Os gatos machos – outra vez os gatos; ainda e sempre os gatos – marcam território por onde passam. Aninham-se sobre as mãos, levantando o quadril, apontam a cauda na vertical e disparam uns esguichos de urina contra uma superfície que faz as vezes de marco geodésico. Os gatos, quando delimitam o território que assim julgam ser seu exclusivo, chamam uma jurisdição.

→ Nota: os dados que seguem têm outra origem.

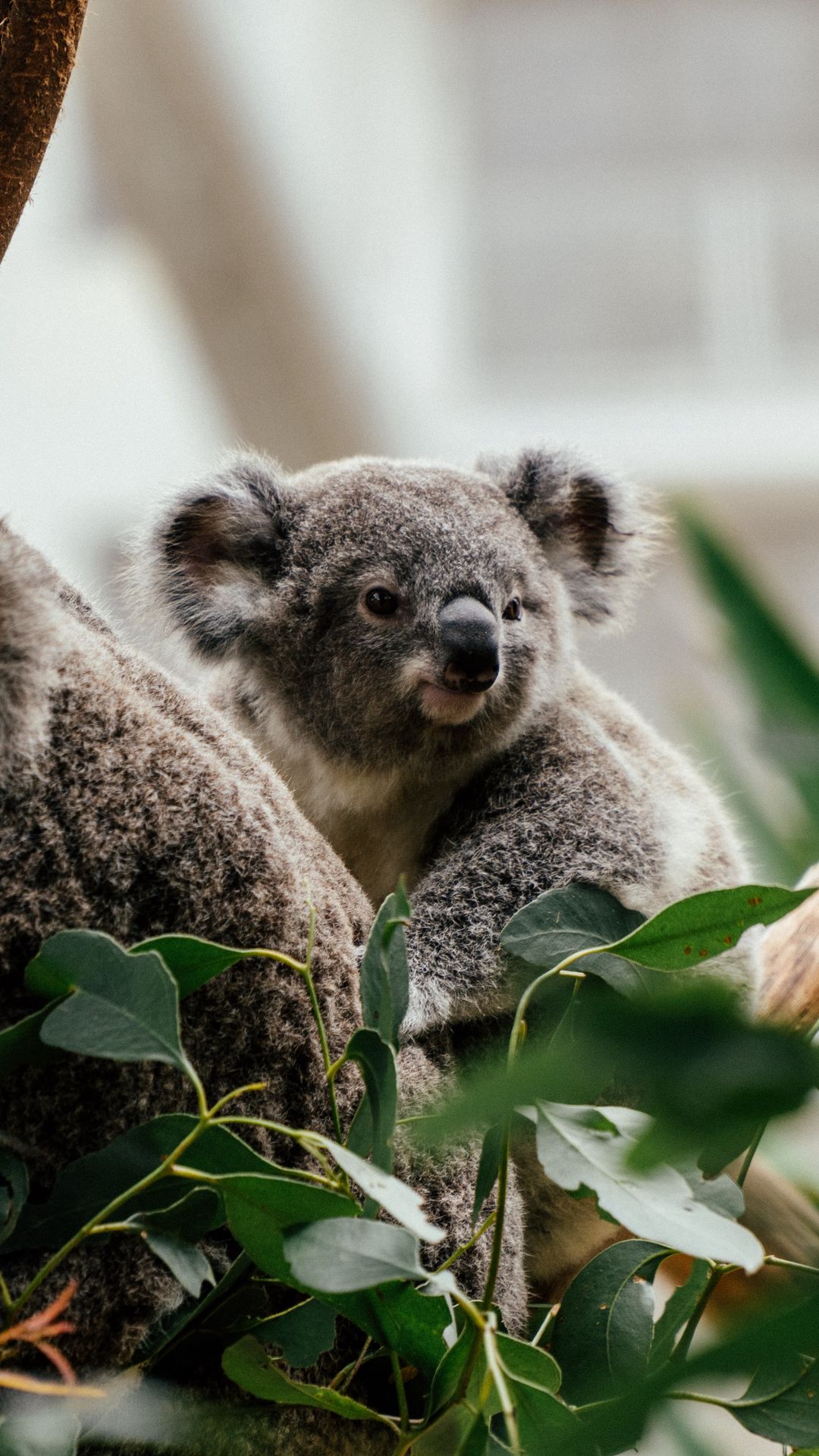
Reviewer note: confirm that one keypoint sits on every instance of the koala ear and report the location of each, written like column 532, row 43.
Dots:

Os outros gatos que por ali venham sabem que um compadre já definiu as fronteiras do seu território. O gato forasteiro tem duas hipóteses: sai daquele lugar, para não participar numa guerra (os gatos, alguns gatos, também sabem que as guerras são espúrias); se o gato for belicoso, ou se decidir que aquele território deve ficar sob a sua chancela, descarrega urina sobre a urina anterior, desafiando o gato precedente.
Para o primeiro gato, há muitos territórios baldios à espera de jurisdição. Mas este gato não pode adivinhar o futuro; e o futuro pode trazer outros rivais a quererem desafiá-lo. Nunca se pode dar por adquirido que um lugar ermo o será para sempre. Para o segundo gato, há territórios mais apetecíveis (que ele sabe serem habitados por gatas, que um dia destes entram no cio), compensando fixar a sua matriz para poder exercer um domínio que afaste os rivais. Este gato tem de estar preparado para a natureza contenciosa da jurisdição. O gato que antes foi suserano pode não aprovar a ousadia, vendendo cara a jurisdição. Outros gatos poderão entender que aquele território tem o valor do ouro, aprestando-se a exercer a jurisdição. O território pode tornar-se um demorado campo de batalha.
O equívoco dos gatos é partirem de uma noção de posse do território que é um barril de pólvora, caso outros gatos coabitem o mesmo lugar ou as imediações. A exclusividade territorial está nos antípodas do comportamento dos gatos quando uma gata entra no cio: a gata oferece-se a todos os gatos e estes não se importam com a concorrência dos rivais. A sociologia sexual dos gatos é a negação da monogamia. As gatas são poliândricas. Nenhum gato tem o topete de exigir a exclusividade. O que os bons costumes (humanos) têm como promiscuidade é uma caução da paz entre os pretendentes rivais, que esperam pacientemente pela sua vez enquanto a gata sacia os gatos em fila de espera.
A imagem é dura, para os costumes humanos conservadores e antropocêntricos. O que lhes escapa é a abertura de espírito para entender como uma lição dos gatos ensina que o sexo pode prevenir a guerra. Oxalá os humanos soubessem aprender a lição dos gatos. E devolvessem a jurisdição à sua castradora feição, reduzindo-a a um nada.
Entre promiscuidade e guerra, quem prefere a guerra?